—¿Qué es esto? ¡Pa gritar a la plaza de la Cebada! ¡A ver si va a poder ser que te calles y no metas el remo!

La Pechuguita intervino a su vez:

—¡Mujer! ¡no eres tú nadie chillando! ¿Qué mosca te ha picao!

—¡Que qué mosca me ha picao! ¡Que el Serranito es mío, mío y mío, y na más que mío, y no me da la pajolera gana que venga ninguna señora con su pan comío a camelármelo! ¿estás tú?—Calló un instante, roja de ira, y luego, con risa epiléptica y voz chirriante, ahogándose de coraje, siguió:—¡Señoras! ¡señoras! ¡Ja! ¡Ja! ¡Aparte usted, hija, que me tizno! ¡Señoras! ¡Y luego, en cuantito que ven unos pantalones!... ¡catapum! ¡adiós, señorío! ¡Señoras! ¡me río yo de tantismo señorío! ¡Más señora soy yo, que me lo gano con mi cuerpo pa gastármelo con un hombre a quien quiero, que otras que yo me sé, que andan por ahí presumiendo pa luego venir a quitarnos lo nuestro!... Pues...

Joselete cortó airado, empuñando una botella en ademán de tirársela a la cabeza:

—¡A ver si va a poder ser que te calles, burra, o te rompo los morros de un botellazo!

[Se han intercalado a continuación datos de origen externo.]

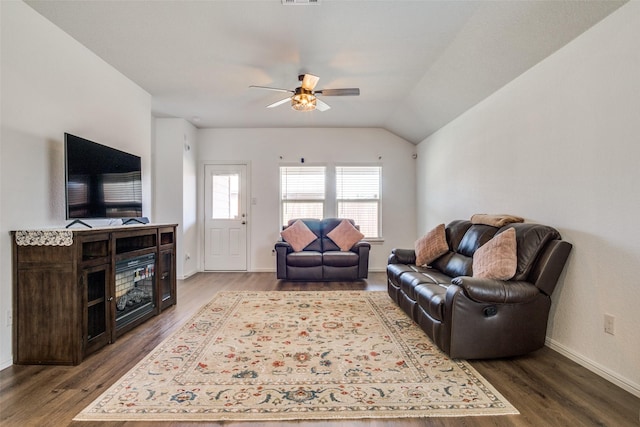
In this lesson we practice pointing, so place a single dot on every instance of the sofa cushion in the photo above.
(432, 298)
(298, 235)
(454, 264)
(345, 235)
(495, 220)
(340, 259)
(476, 236)
(431, 246)
(531, 239)
(304, 259)
(497, 259)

Y como rezongando siempre, la prójima obedeciera, se encaró galante y rendido con Nieves:

—¡Qué van a mirar estos ojitos de sol al banderillero, teniendo al matador mochales por ellos! ¿Verdad, lucero?—e inclinándose hacia ella, intentó robar un beso a los labios de grana.

Pero Nieves, echándose hacia atrás rápidamente, rehuyó la caricia, y ni corta ni perezosa le plantó una bofetada:

—¡Quieto!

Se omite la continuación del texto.